By Dante Strobino and Martha Grevatt
Worker and community organizations in more than 25 U.S. cities held a day of action on Feb. 4 to protest the Trans Pacific Partnership signed by the U.S. and 11 other Pacific Rim countries. Like the North American Free Trade Agreement of 1994, the TPP is expected to increase the profits of big businesses and banks while eliminating workers’ jobs all over the country and the world, driving smaller businesses and small farmers into bankruptcy. Many call the TPP “NAFTA on steroids.”
Most of the TPP language is not trade-specific, but it creates a supra-legal structure that allows corporations to sue countries if national laws interfere with corporate profit making. If the TPP becomes law in all 12 countries, there could be a loss of jobs, a drop in workers’ incomes, and threats to laws protecting the rights of labor, the environment, food and drug safety, and other areas.
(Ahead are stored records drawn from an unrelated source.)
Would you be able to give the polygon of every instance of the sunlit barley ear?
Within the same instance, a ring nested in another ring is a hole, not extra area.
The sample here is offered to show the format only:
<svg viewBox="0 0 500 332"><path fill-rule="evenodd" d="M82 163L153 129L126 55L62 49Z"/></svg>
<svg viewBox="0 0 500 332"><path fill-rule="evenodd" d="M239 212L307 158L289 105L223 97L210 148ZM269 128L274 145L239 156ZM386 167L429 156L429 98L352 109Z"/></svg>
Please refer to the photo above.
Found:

For example, since NAFTA was passed North Carolina has lost more than 138,000 jobs because of “free trade” deals, including many textile and other manufacturing jobs. This new proposed trade deal will result in equal or more job loss.
All 12 countries signed the pact in New Zealand on Feb. 3, but it must still be ratified by each country’s legislative or parliamentary bodies. This could take months in the U.S.; opponents of the TPP are trying to build public pressure to “flush the TPP.”
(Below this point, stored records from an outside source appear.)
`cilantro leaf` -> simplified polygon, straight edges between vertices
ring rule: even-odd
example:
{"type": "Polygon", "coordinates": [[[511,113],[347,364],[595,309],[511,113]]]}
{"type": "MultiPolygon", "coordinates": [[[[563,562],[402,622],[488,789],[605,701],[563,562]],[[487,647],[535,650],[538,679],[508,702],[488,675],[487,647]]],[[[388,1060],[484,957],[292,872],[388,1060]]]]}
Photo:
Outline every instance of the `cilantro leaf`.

In Durham, N.C., on Feb. 3, a broad coalition of labor unions, environmental and community groups, including Food & Water Watch, the Communication Workers union, North Carolina AFL-CIO, Black Workers for Justice, A. Philip Randolph Institute and United Electrical Local 150, the N.C. Public Service Workers Union, held a press conference outside Rep. G.K. Butterfield’s office opposing the TPP and highlighting how prior trade deals have harmed the people of North Carolina.
In 2012, the UE filed a complaint, under NAFTA’s supposed labor protections, about the ban on public sector collective bargaining rights in North Carolina. The National Administrative Office of the North American Agreement on Labor Cooperation found the public employees’ basic human and labor rights were violated. Yet the state legislature, the Obama administration and the Department of Labor refused to act on these findings.
In Detroit, demonstrators from Autoworker Caravan, Moratorium Now! Coalition, Detroit Light Brigade and other groups demonstrated downtown.
In Chicago, TPP protesters joined forces with Chicago Teachers Union members gearing up for a strike. In other cities people demonstrated outside congressional representatives’ offices.
Besides the protests in the U.S., demonstrations of thousands took place in New Zealand, Peru and Chile.